Fernando Arias-Mendoza - US grants

DESCRIPTION (provided by applicant): Non-Hodgkin's lymphoma (NHL) is the fifth most common type of cancer in the United States, and diffuse large B cell lymphoma (DLBCL) is its most common subtype. Until recently DLCBL was rapidly and inevitably fatal, but the new standard of treatment with multi-drug immuno-chemotherapy combinations makes this form of cancer potentially curable in 40% of patients. The last hope for the majority for whom standard treatment will fail lies in more radical therapies such as bone marrow transplant.
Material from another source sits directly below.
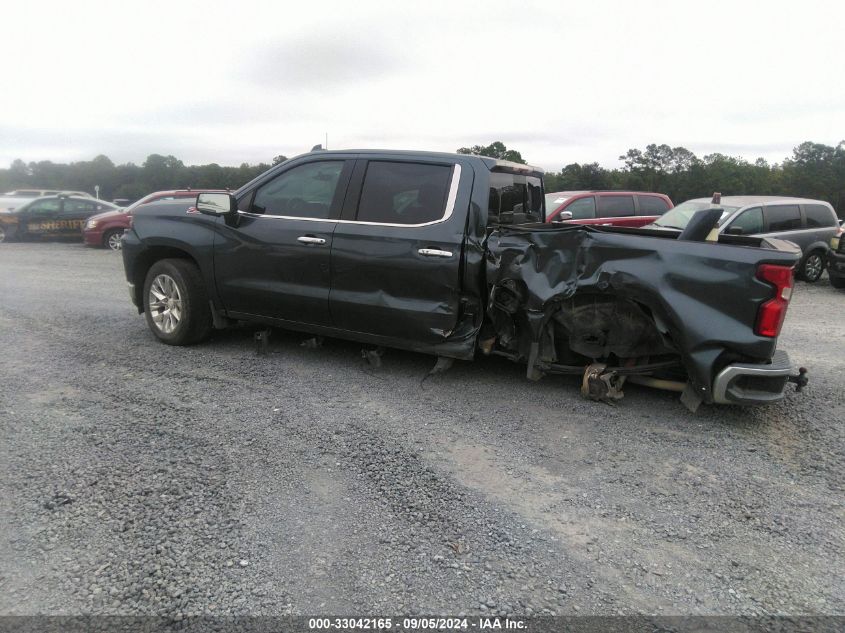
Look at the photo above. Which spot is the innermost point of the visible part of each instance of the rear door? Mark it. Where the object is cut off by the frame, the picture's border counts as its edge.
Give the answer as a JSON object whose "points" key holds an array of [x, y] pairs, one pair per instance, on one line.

These alternate treatments are more risky, especially for patients already weakened by a failed attempt at standard immuno-chemotherapy. There is thus a great need for information that could allow oncologists to individualize treatment and immediately begin radical therapy in those for whom standard treatment is likely to fail. We believe our non-invasive measurement of NHL tumor metabolism with magnetic resonance spectroscopy (MRS) can provide this information. During previous periods of grant support, we have obtained promising initial results showing that the pre-treatment metabolic ratio of phosphoethanolamine (Etn-P) and phosphocholine (Cho-P), normalized by the tumor content of nucleotide triphosphates (NTP), can sensitively and specifically predict treatment failure in DLBCL. The first aim for our multi-center study is to test our hypothesis that the [Etn-P + Cho-P]/NTP ratio is significantly correlated with treatment outcome in DLBCL. In addition to confirming our previous results with 31P MRS at the 1.5T field strength in an independent sample of patients, we also seek to extend these findings by studying the metabolism of DLBCL tumors with 31P at 3.0T, and also investigating absolute choline levels in DLBCL with 31P and 1H at both 1.5T and 3.0T. Our second aim is to follow up on initial indications that the significance of the correlation between the [Etn-P + Cho-P]/NTP ratio and treatment outcome is widely applicable to all forms of NHL and not merely the DLBCL subtype. We will approach this aim by accruing sufficient patients to analyze each subtype independently, using the 1.5T methods that are most directly applicable to the contemporary clinical environment. The proposed research is the final step leading a directed-therapy clinical trial and the culmination of an unprecedented program of translational research in MRS.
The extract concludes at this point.